Культура всегда была опорным институтом дореволюционной и советской
действительности и трепетным индикатором общественного самочувствия.
Ее значение определялось преимущественно тем, какую роль она
объективно играла в развитии общественных отношений.
При этом субстанцией понятия «религия», на которой только и могла развиваться культура, в его понимании была прежде всего Церковь, о чем прямо говорится в его работе «Церковь и культура»: «Духовная деятельность исторического человечества, то есть культура, овеществляющаяся и во внешних материальных объектах, и в продуктах духовного творчества, должна вырастать также на духовной почве Церкви, в церковной ограде <…>». Соответственно Церковь рассматривалась мыслителем как институциональная основа и самого творчества: «Церковная ограда должна вместить в себе не один только дом для инвалидов и богадельню <…> но и рабочую мастерскую, и ученый кабинет, и художественную студию. Должна возродиться церковная жизнь, но не на основе инквизиционного режима, а на основе свободного общения и соборного творчества, так, чтобы для участия в творчестве культуры не нужно было удаляться в “страну далеку” <…>». Необходимость развития этой христианской культуры и церковного творчества Булгаков рассматривал как всемирно-историческую задачу.
Пытаясь преодолеть ограниченность славянофильского (национального) подхода, сторонники идеи религиозной формы всемирности (прежде всего Дмитрий Мережковский) настойчиво проводили идею, что существо культуры сверхнационально, всемирно. Вот что Мережковский утверждал на этот счет в одном из своих публичных докладов в 1914 году: «Потребность всемирного соединения есть последнее мучение людей. Всегда человечество, в целом своем, стремилось устроиться непременно всемирно!» Мережковский критиковал представителей «нового» славянофильства (Сергея Булгакова, Николая Бердяева, Владимира Эрна, священника Павла Флоренского) за их тяжкий грех – мнимое признание, а в действительности – отрицание всемирности.
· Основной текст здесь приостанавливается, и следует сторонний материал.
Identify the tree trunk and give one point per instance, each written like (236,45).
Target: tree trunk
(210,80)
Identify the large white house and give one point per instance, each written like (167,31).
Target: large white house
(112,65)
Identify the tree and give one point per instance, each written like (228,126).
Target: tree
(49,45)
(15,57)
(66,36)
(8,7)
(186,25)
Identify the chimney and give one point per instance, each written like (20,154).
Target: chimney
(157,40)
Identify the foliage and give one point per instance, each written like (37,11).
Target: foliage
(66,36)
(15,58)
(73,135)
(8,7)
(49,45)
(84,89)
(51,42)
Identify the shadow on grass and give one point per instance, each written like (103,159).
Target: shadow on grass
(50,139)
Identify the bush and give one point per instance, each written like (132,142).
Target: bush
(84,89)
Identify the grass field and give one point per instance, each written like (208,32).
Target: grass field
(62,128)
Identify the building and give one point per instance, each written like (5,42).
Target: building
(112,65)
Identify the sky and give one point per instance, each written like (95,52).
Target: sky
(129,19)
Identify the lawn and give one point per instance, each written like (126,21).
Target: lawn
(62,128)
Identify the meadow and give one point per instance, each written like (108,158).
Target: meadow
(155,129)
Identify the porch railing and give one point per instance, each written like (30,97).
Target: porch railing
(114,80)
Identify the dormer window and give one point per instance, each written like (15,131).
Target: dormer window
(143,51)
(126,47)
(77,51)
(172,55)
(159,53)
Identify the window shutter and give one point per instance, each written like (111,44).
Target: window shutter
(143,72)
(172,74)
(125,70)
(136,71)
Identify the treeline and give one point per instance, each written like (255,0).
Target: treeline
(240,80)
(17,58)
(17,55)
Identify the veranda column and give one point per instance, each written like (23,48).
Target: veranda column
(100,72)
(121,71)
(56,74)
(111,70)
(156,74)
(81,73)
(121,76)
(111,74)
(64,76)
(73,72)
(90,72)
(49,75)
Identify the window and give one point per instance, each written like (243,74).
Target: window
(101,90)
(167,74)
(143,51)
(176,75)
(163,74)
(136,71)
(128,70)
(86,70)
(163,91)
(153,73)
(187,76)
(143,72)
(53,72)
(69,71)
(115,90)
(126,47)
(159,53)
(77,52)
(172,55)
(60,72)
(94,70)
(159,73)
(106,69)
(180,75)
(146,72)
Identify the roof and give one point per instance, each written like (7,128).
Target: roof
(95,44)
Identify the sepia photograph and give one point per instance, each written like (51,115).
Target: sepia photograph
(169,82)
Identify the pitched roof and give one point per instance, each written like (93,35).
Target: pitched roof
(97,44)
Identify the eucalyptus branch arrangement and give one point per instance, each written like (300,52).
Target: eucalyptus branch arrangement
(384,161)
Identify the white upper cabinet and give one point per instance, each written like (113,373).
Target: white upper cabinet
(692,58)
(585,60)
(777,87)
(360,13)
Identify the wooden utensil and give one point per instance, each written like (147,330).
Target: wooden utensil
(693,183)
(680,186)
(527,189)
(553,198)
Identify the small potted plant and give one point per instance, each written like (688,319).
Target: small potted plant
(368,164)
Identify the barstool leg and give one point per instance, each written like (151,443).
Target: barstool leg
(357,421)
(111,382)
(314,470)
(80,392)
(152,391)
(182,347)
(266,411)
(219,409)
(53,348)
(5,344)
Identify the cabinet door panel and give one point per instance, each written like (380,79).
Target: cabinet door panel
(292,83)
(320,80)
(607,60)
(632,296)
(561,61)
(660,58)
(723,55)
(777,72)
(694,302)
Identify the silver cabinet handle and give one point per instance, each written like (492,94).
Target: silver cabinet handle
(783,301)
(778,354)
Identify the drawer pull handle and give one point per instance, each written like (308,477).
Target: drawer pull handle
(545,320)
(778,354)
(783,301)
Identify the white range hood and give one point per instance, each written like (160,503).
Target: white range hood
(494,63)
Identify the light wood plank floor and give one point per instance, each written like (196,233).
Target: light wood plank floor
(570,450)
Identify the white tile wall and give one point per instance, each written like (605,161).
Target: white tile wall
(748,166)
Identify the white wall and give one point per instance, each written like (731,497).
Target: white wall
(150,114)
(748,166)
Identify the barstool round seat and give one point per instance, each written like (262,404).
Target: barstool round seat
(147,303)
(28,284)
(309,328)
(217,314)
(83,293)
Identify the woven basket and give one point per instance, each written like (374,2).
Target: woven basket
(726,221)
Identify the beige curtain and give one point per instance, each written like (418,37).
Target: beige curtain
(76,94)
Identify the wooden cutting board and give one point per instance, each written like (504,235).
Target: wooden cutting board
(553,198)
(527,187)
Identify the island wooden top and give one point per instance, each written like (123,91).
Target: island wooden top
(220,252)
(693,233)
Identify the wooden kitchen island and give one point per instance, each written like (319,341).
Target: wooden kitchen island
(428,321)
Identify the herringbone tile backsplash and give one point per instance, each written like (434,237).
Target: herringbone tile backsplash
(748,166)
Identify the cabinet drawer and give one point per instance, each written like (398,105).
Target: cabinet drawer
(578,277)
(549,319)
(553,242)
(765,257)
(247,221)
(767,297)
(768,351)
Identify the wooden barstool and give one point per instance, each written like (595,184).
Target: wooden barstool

Близкую к этому взгляду мысль развивал Александр Мейер, который связывал идею всемирности уже с идеей личности: «Христианская религиозность не может отрицать нацию, но она подчиняет национальное начало – началу вселенскому. Подчинить что-либо началу вселенскому значит подчинить его идеалу личности, потому что единственно вселенским принципом является принцип личности. <…> Утверждение вселенского идеала <…> ведет к претворению национального в личном».
Кроме того, сторонники идеи религиозной всемирности связывали общественный идеал не только с областью идей, но уже и с самим онтологическим принципом, в данном случае – с идеей мессианизма как самоотречения во имя жертвенного служения высшей правде человеческой. Более того, идею всемирности как некую всеобщую основу не только культуры, но и самого бытия Мережковский пытался вывести уже за пределы идеального, в саму жизнь: «Чтобы прийти к одной религиозной мысли, надо не только вместе думать, но и вместе жить».
Исторические события того периода разворачивались с такой интенсивностью и откровенностью, что заставляли даже самых твердых идеалистов если не понимать, то хотя бы учитывать запросы нового времени. Неслучайно сторонники религиозной всемирности поднимали вопрос о «перезагрузке» прежнего христианского идеала, развивая его содержание. Об этом прямо говорил Туган-Барановский: «Для старого христианства характерно провозглашение идеи братства всех людей: “Возлюбите всех людей, как самого себя”. Но эта формула старого мира. Новое общество должно принять и новое понимание христианства. Новая формула должна гласить: “Общество должно работать для улучшения морального и материального существования самого бедного общественного класса; общество должно быть так организовано, чтобы наилучшим образом достигать этой великой цели”». И далее: «А кроме того, новая религия должна быть религией действенной, должна быть не только умозрением, не только новым пониманием конечных целей человеческой жизни, но и какое-то новое непосредственное действие, какую-то борьбу со злом, новое отношение к обществу нужно показать».
То есть христианский идеал здесь выводится за пределы индивидуального сознания и связывается уже с задачами общественной практики.
Кроме того, идея религиозной всемирности снимала ограниченность и славянофильского понимания «народности». Понятие «народность» в рамках этого философского направления выводилось за пределы узко понятой национальной идеи и рассматривалось ее представителями уже с позиции идеи всечеловечности. Вот что писал по этому поводу Мережковский: «“Да будет проклята всякая народность, исключающая из себя человечность!” – этот завет Белинского – завет всей русской общественности. <…> То же в Пушкине и во всей русской литературе: народность возвышается в ней до всечеловечности».